Don't be in a big hurry for all of the firsts in your kids’ lives. Enjoy whatever moment you are in…"Sake" was the center of our world when she was born. Our lives were dictated by her needs to eat, sleep and have her diapers changed. Have I mentioned that I do not like getting up in the middle of the night? As a result, I was particularly anxious for her to start sleeping through the night. So you would think that the first time it happened I would awaken pleasantly surprised and refreshed from a full night of sleep, right? Nope. I woke up in the middle of the night in a panic and sure something was wrong. In fact, I got up multiple times to check her.
This was followed by a host of other exciting firsts that weren't all that they were cracked up to be. Rolling over - which also means they can roll off places, crawling - which equals mobility, teeth -which means biting and crying, food - which is messy on the way in and smelly on the way out, walking - which means more mobility, and of course talking and potty training. It is all very exciting when it first happens but then reality and consequences come. It was nice to be able to put "Sake" in one place and know she was safe and staying put. When mobility starts, you have to reassess the safety of your home. I have been to homes with children that look like padded rooms. Everything is covered and padded; only toys are in reach, shelves are empty, and everything seems to be nailed down. Now, I am all for safety. We covered outlets, and hid cords under furniture, some things like that. I saw no sense in teaching her that she controlled the house.
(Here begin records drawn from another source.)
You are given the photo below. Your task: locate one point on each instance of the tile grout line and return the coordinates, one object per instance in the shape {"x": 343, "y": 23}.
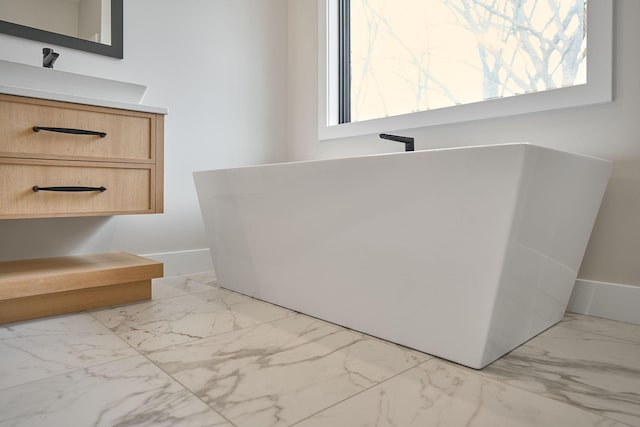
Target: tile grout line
{"x": 493, "y": 380}
{"x": 188, "y": 390}
{"x": 362, "y": 391}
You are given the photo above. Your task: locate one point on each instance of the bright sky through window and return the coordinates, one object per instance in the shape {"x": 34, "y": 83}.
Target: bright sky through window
{"x": 418, "y": 55}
I put something special up high because accidents happen and things get broken (well into early adulthood). I think there is a line between safety and excessive safety. It seems to be that it is important to start teaching children at an early age that there are boundaries and what they are. Believe me; they are capable of understanding that at a young age. Enjoy each stage that your child is in. Don't be in a hurry to move on to the next. Be a parent. Set boundaries. Incorporate them into your lives and don't allow them to control yours.
1 Comment
Jen
4/23/2014 05:07:02 am
I so enjoy your "Mom Sense"! This entry made me chuckle! Miss you all!